I couldn't quite afford to attend the Shambhala Mountain retreat, but recently, I decided to try a small, five-minute-a-day mindfulness regimen recommended to me by the University of Washington psychology professor Marsha Linehan. One of the simple techniques Linehan uses to improve patients' mood and concentration is to ask them to sit on a park bench or at a street corner — any public place — and direct their eyes forward as strangers walk by. The idea is to avoid looking at the passersby even if they are interesting — you just let them walk by. You notice them, but you keep your mind focused on not watching them, not following them. I have been practicing this technique at New York City's congested High Line park for the past few weeks. The results have been extraordinary: I focus better at work; I don't dread cleaning after my cats as much; I actually look forward to confronting the crowds at the High Line.

Past research suggests that meditation doesn't have to be intensive to have an effect.
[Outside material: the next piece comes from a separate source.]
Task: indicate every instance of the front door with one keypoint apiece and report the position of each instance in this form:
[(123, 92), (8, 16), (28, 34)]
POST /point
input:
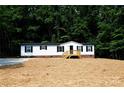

One recent study by scientists at the University of North Carolina at Charlotte found that students were able to improve their performance on tests of cognitive skill after just four days of meditation training for only 20 minutes per day. On one particularly challenging computer test of sustained attention, students who meditated did 10 times better than a control group. They also did significantly better on timed information-processing tasks that were designed to induce deadline stress.

Still, meditation isn't a panacea. Recently, I got into a silly office-politics spat, and I still blow some of my deadlines. But Linehan hopes this exercise and other mindfulness practices will help patients disentangle themselves from overwhelming or burdensome thoughts — including, in some cases, suicidal thoughts. I find that I can calm myself through my short mindfulness exercise, but a few hours later, I may get just as stressed about a pointed where's-the-story e-mail from an editor.

In the end, meditation may help keep your brain focused and help you absorb more information than you otherwise would. But it is not likely to help you evaluate all that extra information your brain is taking in.